Lost in the Cloud: File Format Investigations

Any software development process involves a fair amount of extraneous creation. Code is revised, documents created and destroyed, prototypes and demos constructed, all in the pursuit of a final, stable digital object. Digital games add even more to this crush of documentation with an unending multitude of art assets, proprietary file types, and a lack of internal documentation. Since most development today relies on cloud storage and backup, code repositories and all forms of digital spatio-temporal communication, just finding out where everything is stored necessitates significant technical effort and time.
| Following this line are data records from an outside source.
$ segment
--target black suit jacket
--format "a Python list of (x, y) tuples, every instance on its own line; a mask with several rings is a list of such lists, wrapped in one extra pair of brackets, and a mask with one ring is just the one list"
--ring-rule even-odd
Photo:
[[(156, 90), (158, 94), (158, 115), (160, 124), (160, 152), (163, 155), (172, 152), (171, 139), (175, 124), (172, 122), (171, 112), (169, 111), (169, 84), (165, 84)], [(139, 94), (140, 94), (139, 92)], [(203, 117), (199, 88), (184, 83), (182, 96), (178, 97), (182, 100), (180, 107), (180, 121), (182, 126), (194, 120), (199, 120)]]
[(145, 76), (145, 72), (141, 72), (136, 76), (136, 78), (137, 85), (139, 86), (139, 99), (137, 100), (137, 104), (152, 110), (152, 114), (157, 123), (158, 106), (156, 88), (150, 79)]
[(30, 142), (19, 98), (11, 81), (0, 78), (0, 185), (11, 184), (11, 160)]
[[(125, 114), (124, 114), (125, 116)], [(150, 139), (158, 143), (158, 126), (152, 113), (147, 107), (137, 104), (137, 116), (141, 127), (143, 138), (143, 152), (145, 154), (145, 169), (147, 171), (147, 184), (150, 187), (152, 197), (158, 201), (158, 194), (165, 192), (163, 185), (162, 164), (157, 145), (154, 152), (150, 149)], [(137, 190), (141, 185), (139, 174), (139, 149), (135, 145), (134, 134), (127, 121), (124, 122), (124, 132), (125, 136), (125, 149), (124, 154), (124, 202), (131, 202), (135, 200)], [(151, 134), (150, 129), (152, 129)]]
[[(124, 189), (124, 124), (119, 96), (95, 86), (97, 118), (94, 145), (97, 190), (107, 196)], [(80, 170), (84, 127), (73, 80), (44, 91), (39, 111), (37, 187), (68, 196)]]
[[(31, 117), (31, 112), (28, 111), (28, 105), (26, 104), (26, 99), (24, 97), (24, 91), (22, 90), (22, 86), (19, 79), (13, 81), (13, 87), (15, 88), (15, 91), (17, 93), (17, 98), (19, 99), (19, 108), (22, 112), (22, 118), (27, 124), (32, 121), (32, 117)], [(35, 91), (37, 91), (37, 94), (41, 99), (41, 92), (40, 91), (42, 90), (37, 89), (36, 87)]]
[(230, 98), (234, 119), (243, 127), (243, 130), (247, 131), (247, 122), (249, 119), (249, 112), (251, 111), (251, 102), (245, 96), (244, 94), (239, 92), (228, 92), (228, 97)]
The team for Prom Week, the object at the heart of my current research for the NEH (info here), made use of numerous cloud services throughout the duration of the project. Fortunately, most of the documents are stored on only two services, Dropbox and Google Docs. Unfortunately, the organization is about as structured as I would expect from a rotating development team with intense time pressures and significant distractions. The Dropbox repository proved particularly onerous for analysis. Each team member had their own individual directory, which usually duplicated some files from another major folder. Aside from duplicates, there is no real structure to the folder names or documentation. This is usually not a problem, however, as Dropbox is searchable and I’m assuming when this folder was active each person responsible for a file knew where and what it was. As an outsider to the Prom Week development process, I can usually ascertain what a document relates to, but that is definitely due to the last few months I’ve spent researching the project.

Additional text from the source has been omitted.